Etkinliğini test etmek için 30 katılımcıyı işe aldılar, gözlerini ve kulaklarını kapattılar ve onlara joystick ile kontrol ettikleri çok eksenli bir döndürme cihazı tanıttılar. Bunlardan on tanesi makine üzerinde denge kurmak için eğitildi, diğer on tanesi giyilebilir cihazları aldı (her kolda denge noktasından uzaklaştıklarında titreşen dörder adet) ve geri kalan on tanesi her ikisini de aldı. Her biri 40 teste katıldı. Testlerin yarısında makine, Dünya'dakine benzer koşullarda dikey olarak sallandı. Hepsi kendi yönünü bulmayı başardı. İkincisinde cihaz, uzay yolculuğuna benzer şekilde yatay olarak hareket etti.


uzay yürüyüşleri



Tüm grupların başlangıçta kafası karışmıştı, ancak giyilebilir cihazları giyenler daha iyi performans gösterdi: daha az kaza yaptılar ve denge noktası etrafında daha az hareket ettiler. Eğitim almanın da faydası oldu. Testler devam ettikçe üçüncü gruptaki katılımcılar, yani 'cihazları' taşıyan ve eğitim alan katılımcılar daha iyi sonuçlar elde etti. Yine de hiçbiri Dünya üzerinde uçuşu simüle eden sonuçlara yaklaşamadı.

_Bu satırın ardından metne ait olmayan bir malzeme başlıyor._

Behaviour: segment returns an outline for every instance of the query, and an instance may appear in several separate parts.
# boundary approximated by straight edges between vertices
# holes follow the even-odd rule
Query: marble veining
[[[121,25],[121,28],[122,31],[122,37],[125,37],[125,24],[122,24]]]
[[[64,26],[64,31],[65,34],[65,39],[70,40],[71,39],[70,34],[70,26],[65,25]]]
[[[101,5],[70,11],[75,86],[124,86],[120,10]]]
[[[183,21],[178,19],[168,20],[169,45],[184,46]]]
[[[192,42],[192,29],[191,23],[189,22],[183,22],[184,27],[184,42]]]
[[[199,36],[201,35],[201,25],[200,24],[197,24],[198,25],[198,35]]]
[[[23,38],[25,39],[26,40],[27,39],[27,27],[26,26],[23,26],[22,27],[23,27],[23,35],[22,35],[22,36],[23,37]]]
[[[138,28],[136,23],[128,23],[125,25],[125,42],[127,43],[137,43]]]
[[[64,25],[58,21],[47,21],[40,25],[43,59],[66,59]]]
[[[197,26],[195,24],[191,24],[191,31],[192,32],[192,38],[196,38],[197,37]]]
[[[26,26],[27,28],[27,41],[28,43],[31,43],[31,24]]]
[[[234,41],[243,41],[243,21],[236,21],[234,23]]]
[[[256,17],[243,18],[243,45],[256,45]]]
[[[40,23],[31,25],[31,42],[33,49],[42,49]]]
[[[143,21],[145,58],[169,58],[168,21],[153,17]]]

Araştırmacılar, belki de giyilebilir cihazlardan gelen sinyallere güvenmek için daha fazla zamana ihtiyaçları olduğunu veya bu tehlike uyarılarının yeterince yüksek olmadığını düşünüyor. “Güvenin daha derin, neredeyse bilişsel düzeyde olması gerekir. Bunu başarmak için özel eğitim gerekli olacak” diye açıklıyorlar. Uygulamalarına gelince, eğer daha geniş kapsamlı testlerde başarılı olursa, diğer gezegenlere daha güvenli bir şekilde inmeye yardımcı olmaktan, uzay yürüyüşlerine yardımcı olmaya kadar geniş bir yelpazede yer alacak.

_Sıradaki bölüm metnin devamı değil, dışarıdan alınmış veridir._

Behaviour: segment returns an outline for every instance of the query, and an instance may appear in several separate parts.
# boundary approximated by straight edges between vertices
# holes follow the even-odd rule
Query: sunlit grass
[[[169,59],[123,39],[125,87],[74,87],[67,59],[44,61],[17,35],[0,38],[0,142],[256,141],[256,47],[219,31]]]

Sanal gerçeklik gözlükleri



Oryantasyon eksikliği, astronotların uzayda karşılaştığı birçok sorundan sadece bir tanesidir. Gezegenimizden altı ay uzakta kalanların yaklaşık 1000 göğüs röntgeni çekmiş gibi aynı miktarda radyasyona maruz kaldıkları tahmin ediliyor, bu da daha yüksek kanser, kardiyovasküler ve nörodejeneratif hastalıklar ve osteoporoz riski anlamına geliyor. Ek olarak, mikro yerçekimi koşulları kas kütlesinde ve kemik kaybında gözle görülür bir azalmaya neden olur.

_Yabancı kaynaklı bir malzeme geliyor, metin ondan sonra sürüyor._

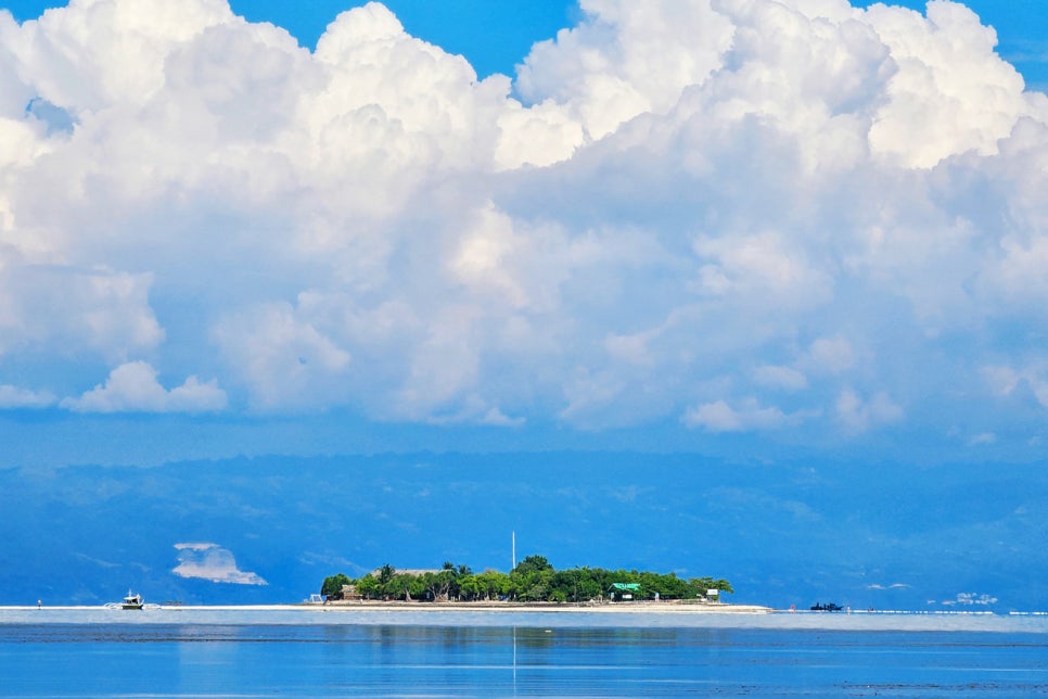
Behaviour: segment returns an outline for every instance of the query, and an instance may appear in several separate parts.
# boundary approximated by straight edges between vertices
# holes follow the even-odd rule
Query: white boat
[[[120,602],[120,609],[141,609],[143,605],[145,605],[145,600],[142,599],[141,595],[136,595],[131,590],[127,590],[127,597]]]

Astronot Megan McArthur, 2021'de ISS'de sanal gerçeklik gözlüklerini test ediyor.


TENCERE


Bir diğer endişe ise mürettebatın Dünya'dan uzakta kaldıkları süre uzadıkça kötüleşen ruh sağlığıdır. Tecrit, hapsedilme hissi ve mahremiyet eksikliği, sorumluların hafifletmeye çalıştığı strese neden olabilir. Geçtiğimiz Kasım ayında NASA, Uluslararası Uzay İstasyonuna (ISS) sanal gerçeklik gözlükleri gönderdi. Bu, mikro yerçekimi koşullarına özel olarak uyarlanmış HTC Vive Focus 3 modelidir. ABD uzay ajansına göre, deney katılımcıları altı ay boyunca “sanal gerçeklik videoları ve anketlerin izlenmesinden oluşan uçuş sırasında test oturumları” gerçekleştirecek. Bu tür bir cihazın uzaya gönderilmesi ilk kez değil. Daha önce gönderilenler baş dönmesine neden oldu ve yönlendirme sorunları nedeniyle işe yaramaz oldukları ortaya çıktı, çünkü genellikle görüşü hizalamak için yerçekimini kullanıyorlar.